И снова этот обмен взглядами. Сколько ещё мы будем то отдаляться, то приближаться? До тех пор, пока качели не разгонятся настолько, что на них уже невозможно станет держаться? И мы стремительно полетим вниз, вот уж точно птицы. Только птицы, приземляясь, не расшибают лбы.
— Когда здесь заканчивается учебный год? — спросила я.
— По сути, никогда, — ответил Гетбер. — Через две недели будет что-то вроде отпуска на месяц, чтобы ученики могли выдохнуть. Потом учёба возобновится, причём с преобладанием практик на свежем воздухе. Потом ещё один отдых в конце лета, потом — в середине осени. Можно, пожалуй, считать последними текущие две недели: летний период считается промежуточным этапом, а с осени отсчитывают новый курс. Но многие занятия начинаются, когда им вздумается, также и заканчиваются. Твои лекции, не сомневаюсь, можно продолжать ещё очень долго.

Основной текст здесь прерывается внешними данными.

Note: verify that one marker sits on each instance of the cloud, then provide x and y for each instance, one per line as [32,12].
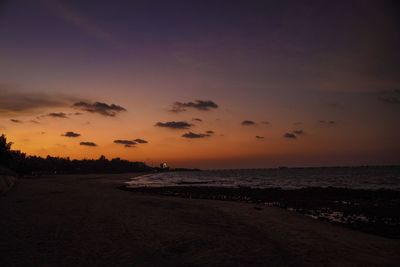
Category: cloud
[100,108]
[327,122]
[126,143]
[140,141]
[88,144]
[61,115]
[76,19]
[71,134]
[390,97]
[298,132]
[14,101]
[174,124]
[192,135]
[248,123]
[290,135]
[203,105]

Я кивнула и посмотрела в сторону окна:
— Может, выйдем прогуляться?
— С превеликой радостью, — он чуть улыбнулся, — мне тоже жутко надоело это душное помещение.
Цветущая весна подходила к концу. Лепестки едва ли проглядывались, и то лишь на нескольких кустах — остальные целиком сбросили торжественное одеяние. Один раз в год сады цветут… И каждый раз, отцветая, наводят какую-то жуткую тоску.
Мы заняли одну из лавочек — возможно, ту самую, на которой сидели во время нашего первого полноценного разговора.
— Значит, этот месяц я буду свободна? — спросила я, рассматривая носки ботинок.
— Возможно, — ответил Гетбер, — если Феранта не запрёт тебя в лаборатории, чтобы не терять такой прекрасной возможности разузнать о камнях побольше.
— Но ведь и учителям нужен отпуск, не только ученикам.
— Я согласен с тобой, — он кивнул, — но то, с чем согласен я, очень часто не равно тому, с чем согласна Феранта.
— До того как оказаться здесь, я два года подряд работала без перерыва, — призналась я, — работа по гранту, это что-то очень похожее на нынешнюю ситуацию. Есть определенный объект или направление, на которое правительство готово выделить деньги. Ты подстраиваешь под этот запрос возможности своей лаборатории, а потом трудишься беспрестанно, периодически отчитываясь. Сделать обычно надо много, но рук всегда не хватает. Вот и приходилось пропускать и выходные, и каникулы.